Texas has begun to enforce [a law regarding parallel parking] only recently . . . Up until now, of course, there has been strong net mobility into the state of Texas, so was the previous lack of enforcement so bad?

I care not at all about the direction in which people park their cars and I have no opinion on this law, but I have to raise an alarm at Cowen’s argument here.

Let me strip it down to its basic form:

1. Until recently, state X had policy A.

2. Up until now, there has been strong net mobility into state X

3. Therefore, the presumption is that policy A is ok.

In this particular case, I think we can safely assume that parallel parking regulations have had close to zero impact on the population flows into and out of Texas. More generally, I think logicians could poke some holes into the argument that 1 and 2 above imply 3. For one thing, you could apply this argument to any policy in any state that’s had positive net migration.

Hair styling licensing in Florida, anyone?

P.S. I’m not trying to pick on Cowen here. Everybody makes mistakes. The most interesting logical errors are the ones that people make by accident, without reflection. So I thought it could be helpful to point this one out.

P.P.S. Commenters suggest Cowen was joking. In which case I applaud him for drawing attention to this common error in reasoning,

9 thoughts on “An argument that can’t possibly make sense

  1. "I'm not trying to pick on [Person X]" appears too frequently on this blog. Pick on him, for cryin' out loud! He said something totally idiotic! You beat yourself up endlessly for publishing a false theorem, and yet you bend over backwards to avoid implying that just because somebody has said something stupid, that person has said something stupid.

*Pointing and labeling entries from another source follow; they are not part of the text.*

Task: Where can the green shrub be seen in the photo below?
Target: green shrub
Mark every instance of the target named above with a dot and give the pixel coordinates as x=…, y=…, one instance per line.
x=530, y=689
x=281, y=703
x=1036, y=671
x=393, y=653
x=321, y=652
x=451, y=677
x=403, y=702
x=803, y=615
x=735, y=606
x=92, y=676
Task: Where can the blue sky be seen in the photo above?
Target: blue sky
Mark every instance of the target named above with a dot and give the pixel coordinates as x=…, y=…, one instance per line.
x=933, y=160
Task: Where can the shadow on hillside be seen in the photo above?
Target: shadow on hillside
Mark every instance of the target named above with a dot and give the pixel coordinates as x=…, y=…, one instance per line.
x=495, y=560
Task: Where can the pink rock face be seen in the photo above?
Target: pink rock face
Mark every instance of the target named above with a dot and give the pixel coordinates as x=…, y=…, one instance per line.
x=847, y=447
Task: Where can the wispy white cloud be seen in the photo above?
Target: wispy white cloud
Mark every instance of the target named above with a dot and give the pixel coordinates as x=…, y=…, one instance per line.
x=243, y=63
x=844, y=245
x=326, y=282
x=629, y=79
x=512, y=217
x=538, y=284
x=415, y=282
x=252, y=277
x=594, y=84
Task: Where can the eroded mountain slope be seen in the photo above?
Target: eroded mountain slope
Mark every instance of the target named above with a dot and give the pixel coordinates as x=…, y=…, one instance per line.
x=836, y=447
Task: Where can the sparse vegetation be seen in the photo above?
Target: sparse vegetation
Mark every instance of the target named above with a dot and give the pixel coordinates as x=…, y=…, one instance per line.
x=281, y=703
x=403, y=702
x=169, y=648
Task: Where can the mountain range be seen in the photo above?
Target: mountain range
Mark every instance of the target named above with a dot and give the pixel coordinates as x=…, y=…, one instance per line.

    By the way, you can stop beating yourself up about that false theorem, too: it's not like it had any impact, since nobody believed it anyway.

  2. Um, I'm pretty sure that Cowen's post was firmly tongue-in-cheek. I would have thought that saying "the resulting policy uncertainty adds to our current output gap" about a parallel parking law would have been a dead give away.

  3. Cowen's post was *obviously* tongue-in-cheek. The joke is on you. And the statement regarding the "most interesting logical errors" applies to you, not him.

  4. Nobody would seriously say " And is not a car, if parked for long enough, infinitely dangerous in any case?"

  5. Obviously, if parallel parking had been enforced those unable to conform would have driven on to another state?